A few days ago, I got a bug report for a C++ program about a weird exception involving invalid characters in a JSON format. Now getting weird stuff back from a web backend is not something totally unexpected, so my first instinct was to check whether any calls to the parser did not deal with exceptions correctly. To my surprise, they all did. So I did what I should have done right away: just try to use the feature were the client found the bug. It crashed after a couple of seconds. And what I found was a really interesting problem. It was actually the JSON encoder trying to encode a corrupted string. But how did it get corrupted?
Tick, tick, boom..
The code in question logs into a web-service and then periodically sends a keep-alive signal with the same information. Let me start by showing you some support code:
class ticker_service { public: using callable_type = std::function<void()>; using handle = std::shared_ptr<callable_type>; handle insert(callable_type fn) { auto result = std::make_shared<callable_type>( std::move(fn)); callables_.push_back(result); return result; } void remove(handle const& fn_ptr) { if (fn_ptr == nullptr) return; // just invalidate the function *fn_ptr = {}; } void tick() { auto callable_invalid = [](handle const& fn_ptr) -> bool { return !*fn_ptr; }; // erase all the 'remove()d' functions auto new_end = std::remove_if( callables_.begin(), callables_.end(), callable_invalid); callables_.erase(new_end, callables_.end()); // call the remainder for (auto const& each : callables_) (*each)(); } private: std::vector<handle> callables_; };
This is dumbed down from the real thing, but enough to demonstrate the problem. In the real code, this only runs the functions after a specific time has elapsed, and they are all in a queue. Invalidating the std::function
serves basically as “marking for deletion”, which is a common pattern for allowing deletion in queue or heap-like data structure. In this case, it just allows to mark a function for deletion in constant time, while the actual element shifting is “bundled” in the tick() function.
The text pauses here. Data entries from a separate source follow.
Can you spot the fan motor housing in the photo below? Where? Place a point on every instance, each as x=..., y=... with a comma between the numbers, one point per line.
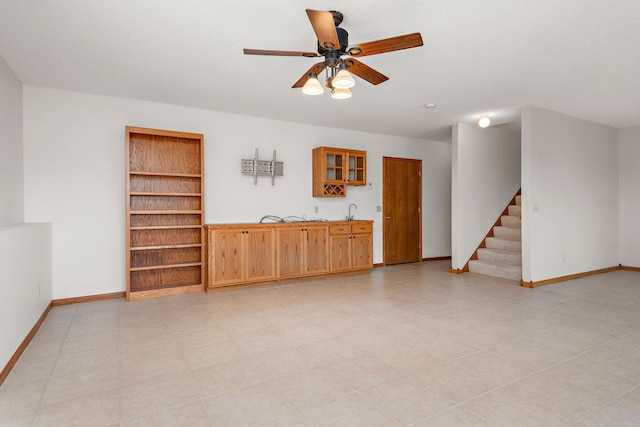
x=343, y=38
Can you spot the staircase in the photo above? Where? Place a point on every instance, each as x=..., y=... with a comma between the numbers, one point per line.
x=501, y=254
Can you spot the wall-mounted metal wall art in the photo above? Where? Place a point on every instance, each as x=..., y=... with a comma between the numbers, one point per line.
x=257, y=167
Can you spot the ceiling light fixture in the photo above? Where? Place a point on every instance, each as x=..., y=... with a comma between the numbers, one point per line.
x=312, y=86
x=340, y=93
x=343, y=80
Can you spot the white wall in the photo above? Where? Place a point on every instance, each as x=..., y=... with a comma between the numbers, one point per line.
x=25, y=285
x=570, y=195
x=75, y=164
x=486, y=176
x=629, y=186
x=11, y=176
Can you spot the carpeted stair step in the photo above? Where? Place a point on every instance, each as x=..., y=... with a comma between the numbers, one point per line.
x=515, y=210
x=504, y=244
x=500, y=256
x=511, y=221
x=507, y=232
x=505, y=271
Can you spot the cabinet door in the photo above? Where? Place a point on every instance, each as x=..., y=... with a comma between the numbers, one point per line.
x=362, y=251
x=357, y=172
x=290, y=251
x=316, y=239
x=225, y=264
x=260, y=253
x=335, y=166
x=340, y=252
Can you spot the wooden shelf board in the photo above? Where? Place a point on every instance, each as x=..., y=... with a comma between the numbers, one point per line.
x=149, y=193
x=161, y=267
x=147, y=248
x=173, y=212
x=166, y=227
x=178, y=175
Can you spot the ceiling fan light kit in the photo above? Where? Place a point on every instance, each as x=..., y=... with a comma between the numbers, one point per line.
x=340, y=93
x=333, y=44
x=312, y=86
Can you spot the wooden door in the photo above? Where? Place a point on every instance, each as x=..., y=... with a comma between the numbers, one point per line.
x=402, y=216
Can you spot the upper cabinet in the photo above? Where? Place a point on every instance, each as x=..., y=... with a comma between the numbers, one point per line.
x=335, y=168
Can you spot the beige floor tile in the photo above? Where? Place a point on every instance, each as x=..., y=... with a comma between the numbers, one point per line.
x=227, y=376
x=190, y=414
x=458, y=417
x=567, y=353
x=406, y=358
x=310, y=388
x=21, y=397
x=93, y=410
x=144, y=369
x=453, y=382
x=81, y=383
x=615, y=363
x=211, y=354
x=248, y=406
x=363, y=371
x=330, y=350
x=279, y=363
x=69, y=361
x=493, y=367
x=505, y=408
x=348, y=411
x=140, y=399
x=615, y=414
x=17, y=419
x=406, y=400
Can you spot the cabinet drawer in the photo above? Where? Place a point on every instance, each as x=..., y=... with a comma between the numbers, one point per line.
x=340, y=229
x=362, y=228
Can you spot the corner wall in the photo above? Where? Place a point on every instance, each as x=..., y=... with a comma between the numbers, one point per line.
x=11, y=171
x=486, y=175
x=629, y=187
x=569, y=195
x=25, y=285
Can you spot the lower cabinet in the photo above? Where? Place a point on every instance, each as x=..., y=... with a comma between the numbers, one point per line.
x=351, y=246
x=251, y=253
x=302, y=249
x=239, y=254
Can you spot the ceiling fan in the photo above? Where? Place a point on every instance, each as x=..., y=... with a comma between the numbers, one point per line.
x=333, y=45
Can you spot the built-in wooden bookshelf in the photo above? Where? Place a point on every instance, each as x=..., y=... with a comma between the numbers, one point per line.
x=165, y=212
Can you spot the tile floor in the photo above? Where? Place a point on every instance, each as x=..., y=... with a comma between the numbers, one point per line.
x=407, y=345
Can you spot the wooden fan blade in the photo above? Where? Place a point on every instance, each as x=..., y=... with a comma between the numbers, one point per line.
x=325, y=29
x=386, y=45
x=317, y=68
x=279, y=53
x=365, y=72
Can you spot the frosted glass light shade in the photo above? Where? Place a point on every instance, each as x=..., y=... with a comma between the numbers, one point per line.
x=312, y=86
x=343, y=80
x=340, y=93
x=484, y=122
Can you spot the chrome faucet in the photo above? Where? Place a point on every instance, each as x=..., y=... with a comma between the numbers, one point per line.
x=349, y=216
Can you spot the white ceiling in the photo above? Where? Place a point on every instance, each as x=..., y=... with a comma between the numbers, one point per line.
x=579, y=57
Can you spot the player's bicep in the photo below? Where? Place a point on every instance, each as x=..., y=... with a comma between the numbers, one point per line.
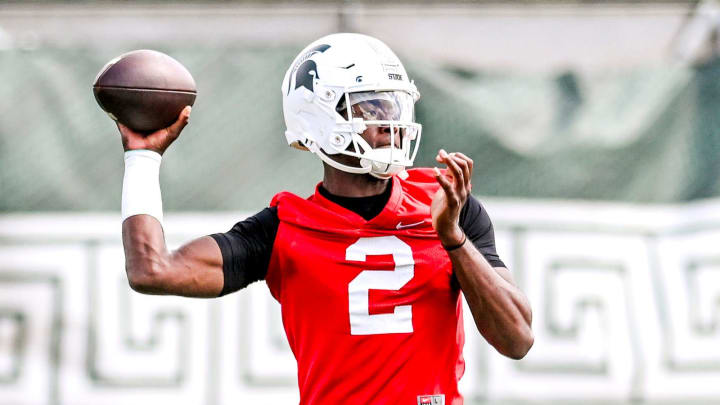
x=196, y=269
x=476, y=224
x=246, y=249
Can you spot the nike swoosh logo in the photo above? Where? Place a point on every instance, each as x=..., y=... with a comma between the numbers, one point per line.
x=400, y=225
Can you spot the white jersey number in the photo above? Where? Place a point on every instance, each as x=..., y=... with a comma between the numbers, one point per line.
x=361, y=322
Now for the code that uses this “ticker service”:
class announcer_service { public: explicit announcer_service(ticker_service& ticker) : ticker_(ticker) { } void update_presence(std::string info) { // Make sure no jobs are running ticker_.remove(job_); if (!send_web_request(info)) return; // reinsert the job job_ = ticker_.insert( [=] { update_presence(info); }); } private: ticker_service& ticker_; ticker_service::handle job_; };
The announcer service runs
ticker_service ticker; announcer_service announcer(ticker); announcer.update_presence( "hello world! this is a longer text."); ticker.tick();
A subtle change
You might be wondering where the bug is. To the best of my knowledge, there is none. And the real code corresponding to this worked like a charm for years. And I did not make any significant changes to it lately either. Or so I thought.
If I open that code in CLion, Clang-Tidy is telling me that the parameter “info” to update_presence
is only used as a reference, and I should consider turning it into one. Well, Clang-Tidy, that’s bad advice. Because that’s pretty much the change I made:
void update_presence(std::string const& info) // <--
And this makes it go boom on the second call to update_presence()
, the one from tick()
. Whew. But why?
What is happening?
It turns out, even though we are capturing everything by value, the lambda is still at fault here. Or rather, using values that are captured by the lambda after the lambda has been destroyed. And in this case, the lambda actually destroys itself in the call to ticker_service::remove()
. In the first call to update_presence()
, the job_
handle is still nullptr
, turning remove()
into a no-op. On the second call however, remove()
overwrites the std::function
that is currently on the stack, calling into update_presence
, with a default-constructed value. This effectively delete
s the lambda that was put there by the last iteration of update_presence
, thereby also destroying the captured info string. Now if info
was copied into update_presence, this is not a problem, but if you’re still referencing the value stored in the lambda, this is a typical use-after-free. Ooops. I guess C++ can be tricky sometimes, even if you are using automatic memory management.
How to avoid this
This bug is not unlike changing your container when changing it while iterating over it. Java people know this error from the ConcurrentModificationException
. Yes, this is possible, if you are really really careful. But in general, you better solve this bug by defering your container modification to a later point after you’re done iterating. Likewise, in this example, the std::function
that is currently executing is being modified while it is executing.
A good solution is to defer the deletion until after the execution. So I argue the bug is actually in the ticker_service
, which is not as safe as it can be. It should make sure that the lambda survives the complete duration of the call. An easy, albeit somewhat inefficient, approach would be copying the std::function
before calling it. Luckily, in the real code, the functions are all just executed once, so I could std::move
them to a local variable before executing.